The authority tries to draw a distinction between elderly people with dementia and elderly people who simply require nursing. It is quite impossible and entirely inappropriate to draw such a distinction.
Column 864The authority goes on to argue that the NHS should therefore work towards supporting provision in the independent sector and should seek to withdraw its own capacity to provide long-term care for such individuals. It then argues, entirely illogically, that that is especially important because there is an increasing need for elderly people to receive such long-term care, that the cost is too high for the NHS to bear and that there must therefore be faster work to transfer the duty from the NHS to the independent sector. It is my view, and the view of Sheffield community health council, that the important thing is need and not the resources of the health service in any particular areas and that, until it is absolutely clear that there is adequate provision in some other context for elderly people in need of long-term nursing care, no more beds in the health service in the Sheffield area should be withdrawn. The debate is an opportunity for the Minister to make it clear to health authorities that they have a duty to provide a service for chronically sick or disabled people in need of day and night nursing, whether it is provided in their own homes through community nursing services, by a combination of home, day or short-stay residential care, or in long-term accommodation. The Government will accept that the most appropriate residential care is delivered in community-based nursing homes with easy access to family, friends and local general practitioner services. We have heard about the appalling example of the transfer to Skipton, where people were moved a long distance from where they were content and felt comfortable.
Patients in the model nursing home in my constituency kept saying, "This is our home." They meant that they were familiar with the rooms, the staff, the locality where they had lived all their lives and the costing system. It was helpful when the Minister said a few weeks ago that it was Government policy that no NHS patient should be transferred into private or independent care without his or her consent.
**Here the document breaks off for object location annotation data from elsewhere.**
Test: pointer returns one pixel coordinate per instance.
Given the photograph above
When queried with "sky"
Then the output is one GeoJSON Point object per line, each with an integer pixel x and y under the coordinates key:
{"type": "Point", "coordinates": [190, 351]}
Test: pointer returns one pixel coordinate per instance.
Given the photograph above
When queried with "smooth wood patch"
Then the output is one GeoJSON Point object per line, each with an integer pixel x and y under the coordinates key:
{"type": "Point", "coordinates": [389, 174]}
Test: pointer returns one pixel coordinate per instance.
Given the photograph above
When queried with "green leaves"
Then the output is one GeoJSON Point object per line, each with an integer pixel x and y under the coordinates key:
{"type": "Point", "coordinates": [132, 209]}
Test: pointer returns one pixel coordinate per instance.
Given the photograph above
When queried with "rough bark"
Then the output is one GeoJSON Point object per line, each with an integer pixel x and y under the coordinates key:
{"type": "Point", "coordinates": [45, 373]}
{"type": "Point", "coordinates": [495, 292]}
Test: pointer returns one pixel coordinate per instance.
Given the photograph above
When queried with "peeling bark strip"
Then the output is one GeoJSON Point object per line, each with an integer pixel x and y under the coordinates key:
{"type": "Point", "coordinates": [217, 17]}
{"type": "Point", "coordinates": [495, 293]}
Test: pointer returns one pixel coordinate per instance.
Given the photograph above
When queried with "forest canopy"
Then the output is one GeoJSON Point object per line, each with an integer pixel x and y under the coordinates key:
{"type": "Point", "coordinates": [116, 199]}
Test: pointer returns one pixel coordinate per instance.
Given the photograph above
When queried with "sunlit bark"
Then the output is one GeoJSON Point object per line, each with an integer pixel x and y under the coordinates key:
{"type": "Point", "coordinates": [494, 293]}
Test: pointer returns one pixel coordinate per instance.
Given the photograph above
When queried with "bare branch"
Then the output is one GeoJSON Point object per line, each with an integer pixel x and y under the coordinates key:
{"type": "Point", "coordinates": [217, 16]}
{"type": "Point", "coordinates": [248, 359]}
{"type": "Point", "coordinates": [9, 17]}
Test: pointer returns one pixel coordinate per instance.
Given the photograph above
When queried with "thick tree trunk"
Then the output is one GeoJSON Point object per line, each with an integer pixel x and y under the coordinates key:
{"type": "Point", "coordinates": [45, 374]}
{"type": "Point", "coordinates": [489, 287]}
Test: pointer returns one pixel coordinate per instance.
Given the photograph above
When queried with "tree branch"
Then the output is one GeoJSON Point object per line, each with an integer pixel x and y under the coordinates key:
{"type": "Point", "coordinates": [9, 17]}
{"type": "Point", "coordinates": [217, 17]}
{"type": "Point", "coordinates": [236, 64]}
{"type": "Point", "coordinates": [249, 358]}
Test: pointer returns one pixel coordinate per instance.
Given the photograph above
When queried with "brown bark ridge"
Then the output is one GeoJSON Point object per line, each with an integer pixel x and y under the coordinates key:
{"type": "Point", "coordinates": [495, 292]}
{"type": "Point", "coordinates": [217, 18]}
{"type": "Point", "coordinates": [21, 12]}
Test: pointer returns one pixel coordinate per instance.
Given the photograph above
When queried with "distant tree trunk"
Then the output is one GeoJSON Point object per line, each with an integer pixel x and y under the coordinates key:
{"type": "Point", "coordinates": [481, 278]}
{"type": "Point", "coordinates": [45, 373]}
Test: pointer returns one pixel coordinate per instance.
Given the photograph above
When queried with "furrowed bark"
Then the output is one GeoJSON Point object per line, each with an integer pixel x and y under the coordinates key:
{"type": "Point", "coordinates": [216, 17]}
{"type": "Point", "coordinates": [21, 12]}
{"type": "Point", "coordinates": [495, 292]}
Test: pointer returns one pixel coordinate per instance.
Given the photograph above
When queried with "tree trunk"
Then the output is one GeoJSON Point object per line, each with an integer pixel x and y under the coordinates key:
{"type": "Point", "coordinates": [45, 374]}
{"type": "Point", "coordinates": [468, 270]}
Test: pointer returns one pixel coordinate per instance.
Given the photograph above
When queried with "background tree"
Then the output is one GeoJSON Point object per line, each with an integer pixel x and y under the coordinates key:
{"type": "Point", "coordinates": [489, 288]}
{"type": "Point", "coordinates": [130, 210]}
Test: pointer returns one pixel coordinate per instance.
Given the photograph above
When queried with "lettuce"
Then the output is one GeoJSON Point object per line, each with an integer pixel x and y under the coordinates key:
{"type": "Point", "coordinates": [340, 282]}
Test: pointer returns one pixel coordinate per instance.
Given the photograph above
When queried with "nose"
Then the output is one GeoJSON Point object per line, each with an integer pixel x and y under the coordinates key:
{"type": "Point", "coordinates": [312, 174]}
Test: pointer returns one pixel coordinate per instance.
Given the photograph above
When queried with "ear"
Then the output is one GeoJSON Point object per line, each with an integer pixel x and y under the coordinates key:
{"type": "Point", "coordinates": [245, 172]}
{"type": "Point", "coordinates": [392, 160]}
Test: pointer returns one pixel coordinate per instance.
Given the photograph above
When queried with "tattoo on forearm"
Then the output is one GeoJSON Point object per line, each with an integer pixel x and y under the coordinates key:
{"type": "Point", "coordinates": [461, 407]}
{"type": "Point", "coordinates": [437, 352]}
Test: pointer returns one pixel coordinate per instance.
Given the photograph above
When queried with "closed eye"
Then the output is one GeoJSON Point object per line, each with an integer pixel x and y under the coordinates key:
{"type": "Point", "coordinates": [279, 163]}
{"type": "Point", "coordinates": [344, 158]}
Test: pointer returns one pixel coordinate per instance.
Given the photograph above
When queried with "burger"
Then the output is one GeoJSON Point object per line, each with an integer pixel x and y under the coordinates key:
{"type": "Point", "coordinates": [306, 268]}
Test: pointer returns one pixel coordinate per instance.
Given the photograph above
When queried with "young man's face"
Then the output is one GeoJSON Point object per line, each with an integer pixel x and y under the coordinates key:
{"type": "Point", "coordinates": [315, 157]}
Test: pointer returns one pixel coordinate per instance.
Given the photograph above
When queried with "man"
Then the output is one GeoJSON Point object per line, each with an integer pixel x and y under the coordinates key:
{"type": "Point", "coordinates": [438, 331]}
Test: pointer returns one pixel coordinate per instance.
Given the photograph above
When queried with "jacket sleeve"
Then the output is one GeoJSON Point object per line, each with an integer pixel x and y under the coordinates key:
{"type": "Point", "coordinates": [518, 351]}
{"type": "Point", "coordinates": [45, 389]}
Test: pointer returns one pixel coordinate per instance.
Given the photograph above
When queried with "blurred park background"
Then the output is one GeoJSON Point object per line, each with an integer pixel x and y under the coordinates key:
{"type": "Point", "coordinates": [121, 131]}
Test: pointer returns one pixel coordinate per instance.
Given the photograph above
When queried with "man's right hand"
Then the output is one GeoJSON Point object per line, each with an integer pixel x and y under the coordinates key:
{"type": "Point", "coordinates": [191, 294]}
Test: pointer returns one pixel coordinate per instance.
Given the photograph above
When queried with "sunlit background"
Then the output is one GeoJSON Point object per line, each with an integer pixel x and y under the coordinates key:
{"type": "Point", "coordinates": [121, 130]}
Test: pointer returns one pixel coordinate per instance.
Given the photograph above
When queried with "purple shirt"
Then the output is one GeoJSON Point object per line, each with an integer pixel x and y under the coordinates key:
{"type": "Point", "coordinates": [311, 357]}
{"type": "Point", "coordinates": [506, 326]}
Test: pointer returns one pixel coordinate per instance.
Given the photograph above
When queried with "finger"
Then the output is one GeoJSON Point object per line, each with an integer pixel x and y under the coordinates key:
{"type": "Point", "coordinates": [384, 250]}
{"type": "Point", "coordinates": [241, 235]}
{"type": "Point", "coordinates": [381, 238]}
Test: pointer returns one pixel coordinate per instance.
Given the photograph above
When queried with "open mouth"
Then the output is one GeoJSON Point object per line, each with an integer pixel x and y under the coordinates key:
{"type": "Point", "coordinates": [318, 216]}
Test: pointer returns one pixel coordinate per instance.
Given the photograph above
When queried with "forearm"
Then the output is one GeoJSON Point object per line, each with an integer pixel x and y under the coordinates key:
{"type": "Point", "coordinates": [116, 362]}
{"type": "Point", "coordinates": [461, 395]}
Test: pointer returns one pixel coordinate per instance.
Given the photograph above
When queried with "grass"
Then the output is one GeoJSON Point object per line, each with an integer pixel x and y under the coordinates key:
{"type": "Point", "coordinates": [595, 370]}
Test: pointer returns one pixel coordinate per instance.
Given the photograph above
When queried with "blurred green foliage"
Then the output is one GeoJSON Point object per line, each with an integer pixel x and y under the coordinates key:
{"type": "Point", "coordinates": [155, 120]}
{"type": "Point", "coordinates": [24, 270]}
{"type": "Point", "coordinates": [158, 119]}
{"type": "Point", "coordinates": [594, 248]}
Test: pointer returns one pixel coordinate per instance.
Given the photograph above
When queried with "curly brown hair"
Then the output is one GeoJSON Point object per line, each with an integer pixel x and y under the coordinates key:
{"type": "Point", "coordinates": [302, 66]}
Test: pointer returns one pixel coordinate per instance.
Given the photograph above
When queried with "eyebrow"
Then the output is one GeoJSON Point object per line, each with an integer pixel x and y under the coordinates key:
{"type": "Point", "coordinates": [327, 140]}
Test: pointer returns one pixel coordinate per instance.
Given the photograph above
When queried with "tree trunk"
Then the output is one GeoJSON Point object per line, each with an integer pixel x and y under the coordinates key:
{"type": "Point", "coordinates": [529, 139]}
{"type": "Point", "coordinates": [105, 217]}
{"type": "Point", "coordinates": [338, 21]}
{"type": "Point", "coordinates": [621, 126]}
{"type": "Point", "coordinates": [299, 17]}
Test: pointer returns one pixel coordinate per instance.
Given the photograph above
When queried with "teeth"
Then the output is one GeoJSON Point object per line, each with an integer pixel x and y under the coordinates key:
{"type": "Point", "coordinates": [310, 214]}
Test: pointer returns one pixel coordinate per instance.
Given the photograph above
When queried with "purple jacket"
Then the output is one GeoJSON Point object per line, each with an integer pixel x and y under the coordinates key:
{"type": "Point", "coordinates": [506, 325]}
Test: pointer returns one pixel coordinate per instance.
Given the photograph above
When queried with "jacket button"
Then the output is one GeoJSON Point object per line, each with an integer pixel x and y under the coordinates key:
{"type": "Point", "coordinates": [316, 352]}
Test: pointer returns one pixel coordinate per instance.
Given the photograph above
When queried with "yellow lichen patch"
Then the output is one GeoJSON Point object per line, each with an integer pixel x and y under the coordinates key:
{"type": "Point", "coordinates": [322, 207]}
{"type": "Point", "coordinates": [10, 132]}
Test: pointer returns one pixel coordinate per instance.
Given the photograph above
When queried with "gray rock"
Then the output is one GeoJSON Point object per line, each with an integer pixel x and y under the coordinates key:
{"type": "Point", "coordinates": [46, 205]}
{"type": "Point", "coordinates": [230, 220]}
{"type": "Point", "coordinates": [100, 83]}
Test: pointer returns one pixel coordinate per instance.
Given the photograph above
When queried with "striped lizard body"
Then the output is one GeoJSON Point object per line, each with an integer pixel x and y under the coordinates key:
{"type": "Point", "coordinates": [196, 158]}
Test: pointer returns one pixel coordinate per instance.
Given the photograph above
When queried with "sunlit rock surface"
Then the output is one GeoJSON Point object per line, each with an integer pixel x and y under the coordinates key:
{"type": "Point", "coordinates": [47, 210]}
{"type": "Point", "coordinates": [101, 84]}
That is an important principle, but we need to go further and recognise the significant difference between long-stay patients in the NHS and residents in nursing homes for the elderly, run by private or charitable institutions. In the first instance, payment has been duly made during a lifetime of work. In the second, payments must be requested from the social security system after full disclosure of the household's income and means. If top-up moneys are required, the family pays a second time for a service that it has already financed.
Will the Minister make it crystal clear to health authorities throughout the country that whenever a transfer is proposed, whether patients are to be physically transferred to another place or not, it amounts to a substantial change for the patient and his or her family. It must therefore be the subject of full consultation with the patient and his family, as well as the community health council in the case of an institution such as the one in Sheffield. It needs to be made clear that the financial change is so substantial that it must be subject to the full consultation procedure.
I make these points not only on behalf of my constituents and my relatives, with whom I have a personal and close relationship, but for ourselves, too. We are paying into the NHS, week in, week out, and so are our families. Where do we want to receive nursing care when we reach an age at which we may require it?